Opowieść z wielką sztuką i kradzieżą w tle brzmi jak gotowy pomysł na scenariusz lub książkę. Nic dziwnego, że francuska pisarka Camille de Peretti zainspirowała się tymi szczątkowymi, ale rozbudzającymi wyobraźnię faktami i stworzyła powieść, którą stara się wypełnić luki w tej intrygującej historii. W Nieznajomej z portretu poznajemy kilku bohaterów, którzy są naszymi przewodnikami po różnych czasach i miastach. W Wiedniu na początku XX wieku towarzyszy nam Martha, młodziutka dziewczyna, która pracuje w fabryce i za wszelką cenę stara się zapewnić godny byt swojemu malutkiemu synkowi. W tym samym mieście pewien arystokrata odwiedza Gustava Klimta i prosi go, aby przemalował jeden ze swoich obrazów.

Po Nowym Jorku lat 20. XX wieku oprowadza nas z kolei Isidor, pucybut, którego miłość do pochodzącej z bogatej rodziny Lotte popycha do ryzykownego inwestowania na giełdzie. Nad Wall Street zawisa widmo Wielkiego Kryzysu, ale Isidor jest pewny, że los mu sprzyja. Kilkadziesiąt lat później pewien miliarder zostaje zobowiązany do poddania się badaniom DNA w celu ustalenia ojcostwa, a Pearl, studentka prawa na Columbii, przeglądając gazetę, natrafia na portret kobiety, która do złudzenia przypomina ją samą…
Początkowo nie mamy pojęcia, co łączy wszystkie przedstawione w powieści postacie. Dowiadujemy się tego po pewnym czasie. Camille de Peretti udało się stworzyć niezwykle misterną opowieść, którą odkrywa się kawałek po kawałku. Wątki historyczne splatają się z obyczajowymi i kryminalnymi. Płynnie przenikamy między epokami i miejscami, obserwując społeczne nierówności i ogromne fortuny, nadzieje i rozczarowania, wielkie miłości i równie wielkie kryzysy.

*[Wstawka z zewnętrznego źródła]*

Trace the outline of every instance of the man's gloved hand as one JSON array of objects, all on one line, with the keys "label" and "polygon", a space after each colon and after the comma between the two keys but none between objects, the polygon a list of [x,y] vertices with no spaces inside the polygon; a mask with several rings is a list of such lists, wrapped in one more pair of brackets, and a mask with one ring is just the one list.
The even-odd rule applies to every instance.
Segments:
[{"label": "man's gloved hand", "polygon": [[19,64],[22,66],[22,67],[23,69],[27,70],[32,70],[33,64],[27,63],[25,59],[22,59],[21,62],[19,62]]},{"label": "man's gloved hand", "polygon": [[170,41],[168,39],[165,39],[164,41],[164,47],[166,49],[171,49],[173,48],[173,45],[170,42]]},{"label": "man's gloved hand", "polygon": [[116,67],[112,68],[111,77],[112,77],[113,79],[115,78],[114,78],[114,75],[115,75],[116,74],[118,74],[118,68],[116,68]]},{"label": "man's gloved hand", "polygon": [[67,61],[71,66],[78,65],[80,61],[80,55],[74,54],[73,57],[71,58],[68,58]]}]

Fabuła Nieznajomej z portretu jest tak starannie przemyślana, że momentami – choć wiemy, że to tylko fikcyjna opowieść inspirowana kilkoma faktami – mamy ochotę zapytać: a co, jeśli…? A co, jeśli właśnie tak wyglądała ta historia? A co, jeśli Camille de Peretti udało się rozwikłać zagadki, które nurtują badaczy i ekspertów od dziesięcioleci? Chyba na tym polega siła oddziaływania literatury.
Na osobną uwagę zasługuje piękne polskie wydanie Nieznajomej z portretu. Obwoluta utrzymana w szmaragdowych odcieniach przedstawia portret tajemniczej kobiety i jest ozdobiona złotymi płatkami, nawiązującymi do złotego okresu w twórczości Gustava Klimta – szczególnie takich dzieł jak kultowy Pocałunek czy Portret Adeli Bloch-Bauer, znany także jako Złota Dama.